Vor allem neurophysiologische Forschungen ergaben für Maturana aber, dass ausschließlich die strukturellen Prozesse innerhalb eines Organismus, innerhalb einer Zelle 'Leben' immer wieder neu schaffen.
Die Beobachtung, Leben als einen sich immer wieder selbst generierenden Prozess aufzufassen, nannte er 'Autopoiese' .
D.h., eine Zelle bspw. reagiert auf Reize nicht "reizverarbeitend" und "reizweiterleitend", sondern sie reagiert innerhalb der Parameter ihrer eigenen Struktur, d.h. auf die ihr eigene Weise auf das, was sie da irgendwie tangiert. Maturana spricht deshalb auch nicht mehr von einer ursächlichen Beeinflussung eines Organismus' durch Umweltreize, sondern er spricht von Pertubationen. Damit werden Zustandsveränderungen in einem System bezeichnet, die durch dessen Umfeld ausgelöst werden. Reize sind also Auslöser und keine Verursacher bestimmter Veränderungen innerhalb eines lebenden Systems. "Welche neuronalen Aktivitäten durch welche Perturbationen ausgelöst werden, ist allein durch die individuelle Struktur jeder Person und nicht durch die Eigenschaften des perturbierenden Agens bestimmt." (Baum, S.27)
Objektivität ade, kann man sagen. Descartes Behauptung, unser Bewusstsein repräsentiere Objektivität ist damit zumindest fragwürdig. Mal abgesehen davon, was Bewusstsein überhaupt sein soll.
Für die 'philosophischen Grundlagen' des Lebens - ich mache jetzt einen großen Sprung - scheinen mir derartige Ergebnisse von basaler Wichtigkeit. Maturana hat im Laufe seiner Forschungen gemerkt, dass er Weltbilder aushebelt. Denn wenn das so ist, wie er glaubt beobachtet zu haben, dann hatte wohl Protagoras - von der traditionellen Philosophie geschmäht - schon vor zweieinhalb Jahrtausenden den Nagel philosophisch auf den Kopf getroffen, als er meinte:
"Der Mensch ist das Maß aller Dinge. Sie sind für mich so, wie sie mir erscheinen und für dich so, wie sie dir erscheinen."
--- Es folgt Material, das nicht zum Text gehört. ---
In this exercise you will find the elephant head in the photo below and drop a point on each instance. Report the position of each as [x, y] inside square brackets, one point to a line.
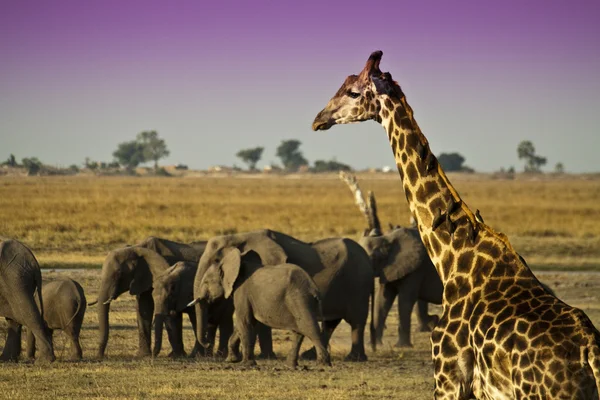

Wer meinem Beitrag nachspüren möchte, dem empfehle ich den "Baum der Erkenntnis" von Umberto Maturana. 1991 beim Scherzverlag (Bern/München) als Paperback erschienen. Es enthält neben Experimentbeschreibungen und seinen Schlussfolgerungen eine Reihe von Experimenten, die man schon beim Lesen ausprobieren kann, was ich besonders hilfreich fand. Dieses Buch ist nicht nur ein Buch, sondern auch ein Erlebnis!
manni
Seit Beginn der neuzeitlichen Philosophie mit Descartes geht "Die Philosophie" von einer ganz bestimmten Auffassung aus. Sie behauptet, dass der Mensch aus Körper und Geist/Seele besteht. Der Geist/Seele, insbesondere das Bewusstsein erkennt Welt, sich selbst und Gott/Wahrheit. Die Erkenntnis folgt dabei Strukturen des Bewusstseins bzw. des Geistes, die gegeben sind. Auf diese Art wird sicher gestellt, dass unser Erkennen zuverlässiges "Wissen" liefert, denn das was unser Bewusstsein erkennt, entspricht - beim 'richtigen' Gebrauch der geistigen Strukturen - dem Erkannten. Erkanntes ist daher als 'Repräsentation' der Wirklichkeit aufzufassen.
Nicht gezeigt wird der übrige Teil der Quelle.